Computer scientists over at Stony Brook University have figured out what makes one fiction book more successful over another.
“Predicting the success of literary works poses a massive dilemma for publishers and aspiring writers alike,” said Assistant Professor Yejin Choi. “We examined the quantitative connection between writing style and successful literature. Based on novels across different genres, we investigated the predictive power of statistical stylometry in discriminating successful literary works, and identified the stylistic elements that are more prominent in successful writings.”
Choi and colleagues found that frequent use of words such as “and,” “but,” and “or” are more often used in successful books, along with prepositions, nouns, and pronouns. Verbs, adverbs, and foreign words are more often used in less successful books, along with topical, extreme, and negative words.
“Successful” was defined by Project Gutenberg download counts, and the research team studied eight genres—adventure, mystery, historical fiction, fiction, science-fiction, love stories, short stories, and poetry.
“For a small number of novels, we also considered award recipients—such as Pulitzer and Nobel prizes—and Amazon sales records in order to define a novel’s success,” Choi said. “Additionally, we extended our empirical study to movie scripts, where we quantified a film’s success based on the average review scores at imdb.com.”

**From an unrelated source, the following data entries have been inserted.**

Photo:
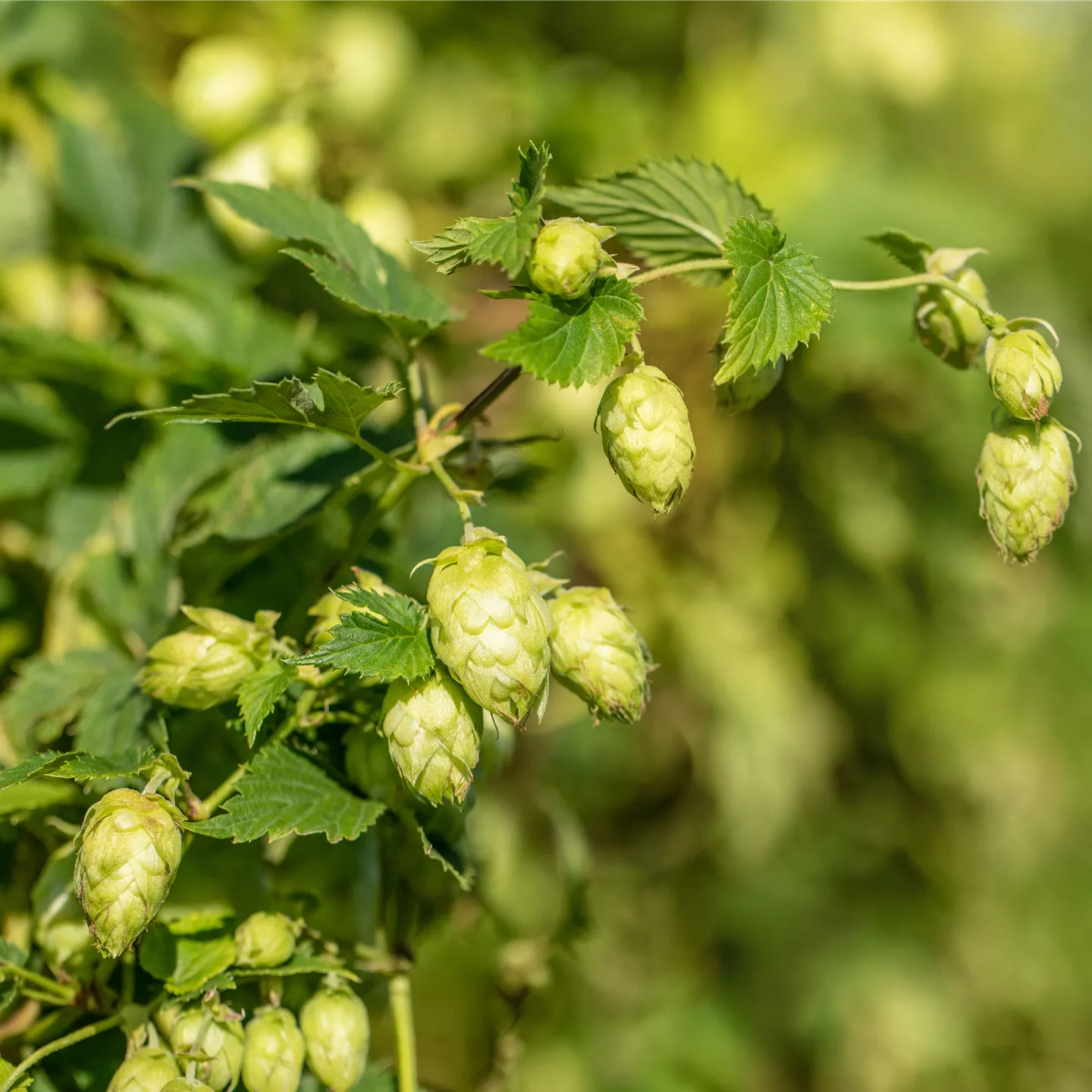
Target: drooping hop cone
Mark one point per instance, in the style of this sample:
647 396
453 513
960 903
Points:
647 436
148 1070
432 730
127 854
1025 475
491 626
598 654
206 663
272 1053
337 1034
1025 374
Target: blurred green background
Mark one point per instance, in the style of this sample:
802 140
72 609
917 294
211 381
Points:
848 848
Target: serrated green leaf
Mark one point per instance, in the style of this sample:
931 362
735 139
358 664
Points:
779 300
573 342
903 248
282 794
667 211
258 696
389 639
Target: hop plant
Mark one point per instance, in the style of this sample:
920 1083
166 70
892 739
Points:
491 626
337 1034
432 731
127 854
598 654
148 1070
647 436
206 663
218 1054
272 1053
1025 475
567 256
265 940
1025 374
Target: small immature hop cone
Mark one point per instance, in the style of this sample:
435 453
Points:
1024 372
128 852
432 730
206 663
272 1053
491 626
598 654
337 1034
148 1070
647 436
265 940
1025 475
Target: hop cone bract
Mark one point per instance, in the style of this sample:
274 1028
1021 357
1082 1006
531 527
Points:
1024 372
647 436
491 626
337 1033
1025 475
432 730
272 1053
148 1070
598 654
128 852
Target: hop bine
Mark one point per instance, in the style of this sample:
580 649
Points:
1025 476
127 854
491 626
647 436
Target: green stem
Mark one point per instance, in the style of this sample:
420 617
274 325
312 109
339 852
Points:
405 1041
58 1044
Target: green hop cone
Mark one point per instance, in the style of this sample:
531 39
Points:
265 940
432 730
337 1033
148 1070
491 626
598 654
1025 475
1024 372
647 436
567 256
206 663
127 854
220 1056
272 1053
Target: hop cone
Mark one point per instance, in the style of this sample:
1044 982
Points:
265 940
647 436
598 653
148 1070
432 731
1024 372
491 626
272 1053
337 1033
1025 475
220 1057
128 852
205 664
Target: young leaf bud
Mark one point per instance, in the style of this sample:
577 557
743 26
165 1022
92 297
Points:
272 1053
1024 372
647 436
1025 475
432 730
265 940
491 626
127 854
567 256
598 654
337 1033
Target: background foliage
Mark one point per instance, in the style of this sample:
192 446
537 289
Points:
846 846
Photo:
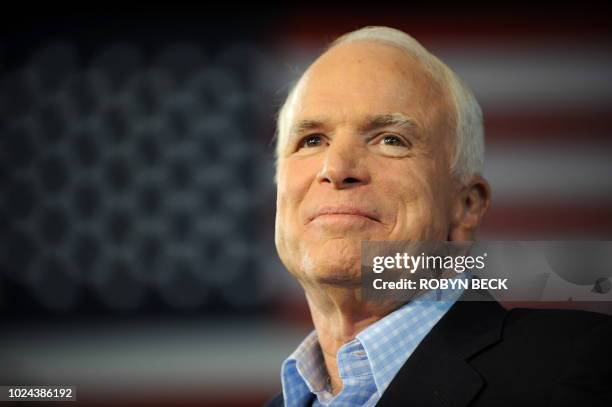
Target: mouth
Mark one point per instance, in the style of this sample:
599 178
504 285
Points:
342 211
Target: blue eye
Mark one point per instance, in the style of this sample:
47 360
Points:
392 141
312 141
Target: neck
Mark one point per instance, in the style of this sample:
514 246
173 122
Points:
339 314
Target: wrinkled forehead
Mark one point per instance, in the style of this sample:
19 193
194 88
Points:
364 78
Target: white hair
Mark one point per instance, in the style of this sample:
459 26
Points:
468 157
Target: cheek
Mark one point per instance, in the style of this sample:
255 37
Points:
422 213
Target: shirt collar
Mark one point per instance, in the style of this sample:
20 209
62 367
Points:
388 343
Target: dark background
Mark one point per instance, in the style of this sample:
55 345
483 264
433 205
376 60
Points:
136 178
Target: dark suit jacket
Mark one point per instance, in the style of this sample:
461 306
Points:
480 354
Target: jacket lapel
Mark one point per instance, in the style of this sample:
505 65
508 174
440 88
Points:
437 373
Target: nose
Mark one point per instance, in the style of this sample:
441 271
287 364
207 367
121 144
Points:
343 166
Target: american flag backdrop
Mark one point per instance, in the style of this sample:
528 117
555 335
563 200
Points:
116 216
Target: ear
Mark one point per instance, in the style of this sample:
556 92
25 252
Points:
470 204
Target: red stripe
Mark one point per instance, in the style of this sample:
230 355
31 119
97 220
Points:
320 26
535 221
580 126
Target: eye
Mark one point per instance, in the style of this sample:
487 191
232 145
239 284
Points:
314 140
393 140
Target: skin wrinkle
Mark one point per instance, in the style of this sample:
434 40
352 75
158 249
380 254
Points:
414 193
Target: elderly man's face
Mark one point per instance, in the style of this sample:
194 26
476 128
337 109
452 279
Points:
367 159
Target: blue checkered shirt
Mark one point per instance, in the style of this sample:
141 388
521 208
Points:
368 363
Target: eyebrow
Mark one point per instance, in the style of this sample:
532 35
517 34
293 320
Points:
390 120
371 123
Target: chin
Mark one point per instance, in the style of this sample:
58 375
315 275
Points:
335 262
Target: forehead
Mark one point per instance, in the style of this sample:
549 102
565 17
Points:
362 78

Choi believes the research is the first of its kind.
“To the best of our knowledge, our work is the first that provides quantitative insights into the connection between the writing style and the success of literary works,” Choi said. “Previous work has attempted to gain insights into the ‘secret recipe’ of successful books. But most of these studies were qualitative, based on a dozen books, and focused primarily on high-level content—the personalities of protagonists and antagonists and the plots. Our work examines a considerably larger collection—800 books—over multiple genres, providing insights into lexical, syntactic, and discourse patterns that characterize the writing styles commonly shared among the successful literature.”